Symptoms of Engine Heat Soak

A few symptoms that point to heat soak include:

  • Power loss
  • Poor performance
  • High IAT’s
  • Coolant/Oil Overheating
  • Struggling to cool back down

Heat soaks cause power loss primarily as a result of increasing IATs. Because hot air is less dense, the computer’s timing is slowed. Power loss and poor performance will be obvious if the IAT is overheated.

Make sure to pay attention to your oil and/or coolant temperature gauges. Because different engines operate best at varying temperatures, you should know what those are for yours.

After a few quick WOT runs, your engine will likely be hot to the touch. It’s possible, but not guaranteed, that you’re experiencing heat soak. As fluids and metals are overwhelmed by heat, they can take a long time to dissipate it, which is why the engine struggles to cool down.

Turbo Heat Soaking

Many factory cars suffer from heat soak when equipped with turbocharged engines. Stock cars are less likely to have it. Certain automobiles and engines, on the other hand, may be more or less susceptible.

However, the real problem with turbocharged engines soaking up heat is that they’re so simple to tune and modify. Most modern turbo engines can be improved with a simple tune and a few bolt-on upgrades.

Forced induction engines, such as superchargers, are more prone to heat soak. Compressing air generates heat. Turbos, on the other hand, use extremely hot exhaust gases to exacerbate the problem. Increases in boost and heat quickly overwhelm factory intercoolers.

Minimizing heat soak with intercooler upgrades is a great way to save money on track cars and other high-performance vehicles. Some additional cooling modifications will be required, such as oil chillers or radiators.

FMIC vs Air-to-Water Intercoolers

Okay, the final section will hopefully give you a better understanding of what heat soak is. When it comes to charge air cooling, FMICs (front mount intercoolers) are a popular choice. Air-to-air intercoolers are the technical term for them. FMICs are widely used by racing teams and automakers. Factory turbo engines, on the other hand, are increasingly using air-to-water intercoolers.

There are numerous benefits to using an air-to-water intercooler. The heat-carrying capacity of a water/coolant mixture is greater than that of pure air. As a result, heat soak is less of a concern for an air-to-water intercooler.
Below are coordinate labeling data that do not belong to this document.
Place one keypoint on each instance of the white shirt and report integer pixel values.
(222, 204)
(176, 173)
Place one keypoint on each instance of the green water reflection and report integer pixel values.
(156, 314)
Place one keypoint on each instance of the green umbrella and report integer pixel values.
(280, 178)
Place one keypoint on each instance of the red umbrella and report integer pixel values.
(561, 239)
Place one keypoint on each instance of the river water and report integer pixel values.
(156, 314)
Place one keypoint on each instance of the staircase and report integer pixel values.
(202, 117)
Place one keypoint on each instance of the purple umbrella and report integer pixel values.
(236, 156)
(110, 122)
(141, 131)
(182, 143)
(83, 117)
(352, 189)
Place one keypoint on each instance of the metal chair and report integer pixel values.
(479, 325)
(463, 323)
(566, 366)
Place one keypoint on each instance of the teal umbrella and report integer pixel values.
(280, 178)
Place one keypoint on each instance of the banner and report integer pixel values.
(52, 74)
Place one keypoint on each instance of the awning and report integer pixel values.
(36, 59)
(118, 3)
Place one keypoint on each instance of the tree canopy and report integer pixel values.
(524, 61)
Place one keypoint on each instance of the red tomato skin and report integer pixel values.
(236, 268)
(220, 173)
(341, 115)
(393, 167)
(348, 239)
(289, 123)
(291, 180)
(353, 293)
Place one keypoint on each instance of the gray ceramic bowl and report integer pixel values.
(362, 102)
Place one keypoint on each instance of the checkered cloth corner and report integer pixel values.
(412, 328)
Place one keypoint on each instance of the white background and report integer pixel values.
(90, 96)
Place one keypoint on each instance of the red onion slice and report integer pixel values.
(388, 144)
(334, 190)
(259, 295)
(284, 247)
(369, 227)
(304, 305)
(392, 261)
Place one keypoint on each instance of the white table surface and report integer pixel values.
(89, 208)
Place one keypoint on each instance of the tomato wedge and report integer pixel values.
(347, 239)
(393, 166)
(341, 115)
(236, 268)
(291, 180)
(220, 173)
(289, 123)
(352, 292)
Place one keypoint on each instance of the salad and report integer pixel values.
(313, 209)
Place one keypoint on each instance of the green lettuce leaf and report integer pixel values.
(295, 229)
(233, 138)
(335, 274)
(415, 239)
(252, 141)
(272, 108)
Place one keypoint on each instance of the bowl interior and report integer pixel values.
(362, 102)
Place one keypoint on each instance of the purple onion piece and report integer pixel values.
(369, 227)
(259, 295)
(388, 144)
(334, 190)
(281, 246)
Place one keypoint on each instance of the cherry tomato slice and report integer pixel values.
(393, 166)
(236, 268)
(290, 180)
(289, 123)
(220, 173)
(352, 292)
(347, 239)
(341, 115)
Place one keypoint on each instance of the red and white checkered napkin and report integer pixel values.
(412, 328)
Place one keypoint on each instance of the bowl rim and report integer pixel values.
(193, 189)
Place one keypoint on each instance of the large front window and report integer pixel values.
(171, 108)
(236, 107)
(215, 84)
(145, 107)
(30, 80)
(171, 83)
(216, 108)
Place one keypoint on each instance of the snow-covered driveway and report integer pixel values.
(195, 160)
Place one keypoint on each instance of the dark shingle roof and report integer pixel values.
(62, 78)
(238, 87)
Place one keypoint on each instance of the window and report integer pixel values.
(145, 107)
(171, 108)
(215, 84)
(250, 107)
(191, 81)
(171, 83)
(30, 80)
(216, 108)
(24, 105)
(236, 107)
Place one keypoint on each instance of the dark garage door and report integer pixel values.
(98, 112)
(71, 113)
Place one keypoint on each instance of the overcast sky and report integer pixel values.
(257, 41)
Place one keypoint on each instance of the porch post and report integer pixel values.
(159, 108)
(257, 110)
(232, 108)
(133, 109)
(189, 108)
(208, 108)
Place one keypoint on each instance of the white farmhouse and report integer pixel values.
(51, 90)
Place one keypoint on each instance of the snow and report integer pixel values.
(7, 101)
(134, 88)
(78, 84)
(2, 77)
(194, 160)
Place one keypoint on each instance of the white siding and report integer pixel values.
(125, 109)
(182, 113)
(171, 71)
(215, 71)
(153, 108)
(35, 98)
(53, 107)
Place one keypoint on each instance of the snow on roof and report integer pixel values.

However, heat soaking can still occur, and when it does, it’s far worse than with an air-to-air FMIC. They are still susceptible. This is due to the fact that the water will take a lot longer to cool down after being exposed to high heat levels. Water takes longer to cool than air.

As a result, FMICs remain a popular choice in motorsport. There are numerous factors that go into engine and turbo heat soak, as illustrated by this simple example: Heat soak isn’t just about how hot something is; it’s also about how quickly something cools after it’s been exposed to heat.